Across everyone’s lips for the last few months has been the talk of drought. Along with that, the shaking of heads at the dry expanse that greets you as you look around at the bush and the surrounds of camp has stirred up many a conversation. While we have had small amounts of rain over the last few weeks, it hasn’t been enough to quench the insatiable thirst of the bush, nor has it been much to write home about.
But that’s about to change. While I’m not writing home, I’m writing from home with a happy report of the first summer rains at Londolozi. Life-giving, energy restoring, re-affirming rain.
There was much to say about how happy we all were to see these big, heavy drops of water fall from the sky, and drip from trees and roofs. I could have gone on about what the rain will do for the land and how happy it made all of us to feel new energy in the air, with the promise of regeneration and renewal. But before I could get into any of the philosophical stuff, I started the day on Monday, as the rain began to softly fall, by filming a bit of it for my own personal use, and to share happily with friends and family with the simple caption… “It’s finally raining!. As the morning progressed and the rain began to harden in a steady stream, I couldn’t help raising my phone’s camera to capture the joy around me as the whole of Londolozi celebrated. All around me were ecstatic faces, broad smiles and people standing in the rain with open arms, heads cast to the sky. This display of joy, along with the poetry of water falling and splashing in all the different ways it does was too much for me, and the camera kept rolling.

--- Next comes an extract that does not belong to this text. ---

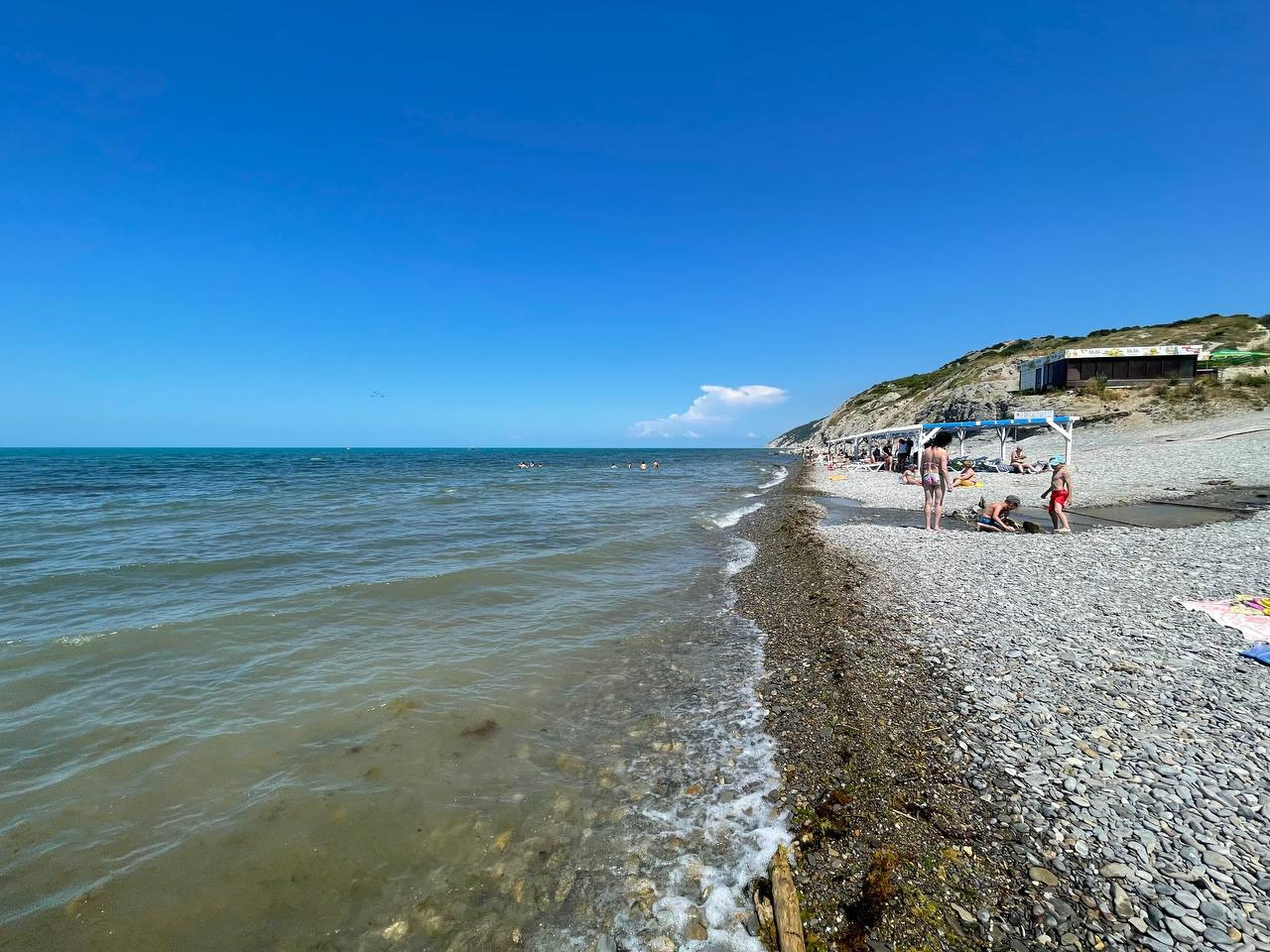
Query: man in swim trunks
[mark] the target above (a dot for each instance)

I couldn’t help acknowledging a few common themes flash through my mind as I witnessed the rain. One, very clearly, was that of joy and gratitude for something that so many people may take for granted. It was (and is) an incredible thing to witness how joy feeds off joy, and gratitude grows from gratitude-whether your own or someone else’s. It was also a pertinent affirmation of the age-old idea that you don’t know what you have until it’s gone, and a reminder to simply be grateful for the fundamental things in life, and let the rest of the complicated, messy things go.
Finally, as the rain dripped off my nose, and I recognised the glorious, childhood feeling of squelching around in wet shoes and socks, it was a reminder to take yet another leaf out of nature’s book. It was a reminder that patience pays off, and that the things that we need will come eventually. You just have to have a little faith.

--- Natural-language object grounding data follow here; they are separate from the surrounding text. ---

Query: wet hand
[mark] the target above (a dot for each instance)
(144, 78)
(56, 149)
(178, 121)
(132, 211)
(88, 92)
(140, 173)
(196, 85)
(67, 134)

I’m sure that in the coming weeks we’ll capture more stories about the changing nature of the bush after this initial rain. We’ll rejoice in the extra green of the bush in the coming Week In Pictures, and we’ll report back on how the land and the animals have responded to the rain. Hopefully we’ll get much more rain as well. For now we’re celebrating the first real summer rain at Londolozi – wet feet and all!